5 Alasan Kenapa Perempuan Masif Bersuara di Women's March

Di Bali, ada model dan transgender juga ikut bersuara

Hari Perempuan Internasional sudah diperingati tanggal 8 Maret lalu. Hari Kartini juga baru seminggu berlalu. Tapi perjuangan perempuan dalam ‘memerdekakan’ dirinya tidak hanya sebatas satu hari saja saat peringatan itu berlangsung. Perlawanan terhadap diskriminasi perempuan harus tetap hidup sampai kapanpun.

Seperti yang dilakukan oleh para kaum perempuan di beberapa provinsi di Indonesia dalam beberapa hari ini. Mereka melakukan aksi “Women's March” sebagaimana yang dilakukan secara global.
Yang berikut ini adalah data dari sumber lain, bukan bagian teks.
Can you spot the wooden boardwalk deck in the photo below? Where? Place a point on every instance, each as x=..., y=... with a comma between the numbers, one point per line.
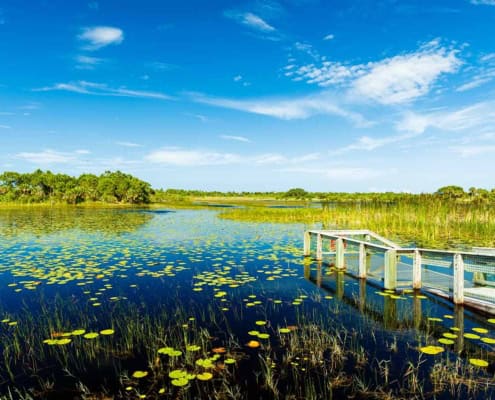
x=463, y=277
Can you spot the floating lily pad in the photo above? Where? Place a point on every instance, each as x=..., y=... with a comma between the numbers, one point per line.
x=478, y=362
x=431, y=350
x=139, y=374
x=205, y=376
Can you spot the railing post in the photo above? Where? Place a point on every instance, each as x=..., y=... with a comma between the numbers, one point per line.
x=362, y=261
x=417, y=270
x=319, y=247
x=390, y=273
x=307, y=244
x=339, y=253
x=458, y=279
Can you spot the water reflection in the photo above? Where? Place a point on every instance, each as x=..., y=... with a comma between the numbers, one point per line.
x=44, y=220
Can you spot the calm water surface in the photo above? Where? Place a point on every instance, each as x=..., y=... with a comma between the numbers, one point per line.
x=179, y=304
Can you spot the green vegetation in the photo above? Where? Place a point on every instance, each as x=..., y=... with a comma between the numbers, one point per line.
x=427, y=221
x=47, y=187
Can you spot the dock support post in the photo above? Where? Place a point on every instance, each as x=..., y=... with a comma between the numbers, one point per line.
x=458, y=279
x=417, y=270
x=339, y=253
x=307, y=244
x=390, y=273
x=362, y=261
x=319, y=247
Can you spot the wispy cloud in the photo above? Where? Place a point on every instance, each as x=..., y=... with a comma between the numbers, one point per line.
x=87, y=62
x=101, y=89
x=483, y=2
x=173, y=156
x=191, y=158
x=471, y=151
x=480, y=114
x=236, y=138
x=338, y=173
x=288, y=109
x=129, y=144
x=367, y=143
x=160, y=66
x=395, y=80
x=251, y=20
x=47, y=157
x=480, y=73
x=96, y=37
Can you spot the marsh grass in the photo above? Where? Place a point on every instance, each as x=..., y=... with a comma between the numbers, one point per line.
x=429, y=223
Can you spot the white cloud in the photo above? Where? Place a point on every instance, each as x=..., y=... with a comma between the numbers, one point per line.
x=179, y=157
x=401, y=79
x=128, y=144
x=46, y=157
x=87, y=62
x=270, y=158
x=341, y=173
x=474, y=83
x=252, y=20
x=480, y=114
x=101, y=89
x=100, y=36
x=470, y=151
x=482, y=73
x=288, y=109
x=236, y=138
x=191, y=158
x=369, y=144
x=394, y=80
x=483, y=2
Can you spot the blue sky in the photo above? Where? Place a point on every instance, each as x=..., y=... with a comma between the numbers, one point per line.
x=254, y=95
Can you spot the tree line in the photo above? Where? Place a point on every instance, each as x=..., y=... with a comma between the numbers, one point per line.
x=45, y=186
x=118, y=187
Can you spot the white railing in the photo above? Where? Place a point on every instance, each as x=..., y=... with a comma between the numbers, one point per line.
x=466, y=277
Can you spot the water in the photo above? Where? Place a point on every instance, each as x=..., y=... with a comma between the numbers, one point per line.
x=182, y=292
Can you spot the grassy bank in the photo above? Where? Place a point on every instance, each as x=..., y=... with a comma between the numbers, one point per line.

Gerakan Women's March Bali 2019 diinisiasi oleh Gender, Sexuality, and Human Rights (GSHR) Udayana, mengelilingi Lapangan Puputan Margarana, Renon, Denpasar, saat car free day, Minggu (28/4).
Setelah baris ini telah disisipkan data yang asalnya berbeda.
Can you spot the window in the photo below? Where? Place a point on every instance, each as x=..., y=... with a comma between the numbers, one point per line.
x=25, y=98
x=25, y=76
Berikut ini serangkaian duka dan alasan kenapa aksi ini masif dilakukan di beberapa wilayah Indonesia:

1. Aksi Women's March Bali 2019 sengaja dilaksanakan setelah pemilu, supaya tidak dimanfaatkan oleh oknum-oknum tertentu pada tahun politik

5 Alasan Kenapa Perempuan Masif Bersuara di Women's MarchIDN Times/Diantari Putri

Koordinator Humas dan Media Social Women's March Bali 2019, Devy Cendana, mengatakan ini merupakan kegiatan yang kedua kalinya dilaksanakan di Bali. Selain Bali, ada juga beberapa kota lain di Indonesia yang melaksanakan kegiatan serupa dengan mengambil waktu sesudah pemilu serentak di Indonesia.

Menurut Devy, mereka tidak ingin kegiatan ini dianggap sebagai hal yang berbau politik, apalagi sampai dimanfaatkan oleh oknum-oknum tertentu pada tahun politik ini.

“Kegiatan seperti ini sangat rentan dikaitkan dengan kegiatan politik. Namun kami tegaskan ini murni gerakan sosial dari masyarakat, terutama kaum perempuan. Kegiatan ini ingin menunjukkan bahwa perempuan berani bersuara,” ujarnya.

2. Perempuan hingga organisasi masih banyak yang enggan dan sungkan ikut gerakan ini

5 Alasan Kenapa Perempuan Masif Bersuara di Women's MarchIDN Times/Diantari Putri

Aksi Women's March Bali 2019 diikuti oleh puluhan perempuan terutama dari generasi millennials. Mereka merupakan perwakilan dari berbagai komunitas seperti LBH Bali, Kisara, Remaja Kisara, Women Cycling Club, Indo Runners Bali, Gaya Dewata, dan masyarakat umum yang didominasi oleh kaum perempuan. Devy menceritakan, untuk mengumpulkan para perempuan supaya berani bicara bukanlah hal mudah.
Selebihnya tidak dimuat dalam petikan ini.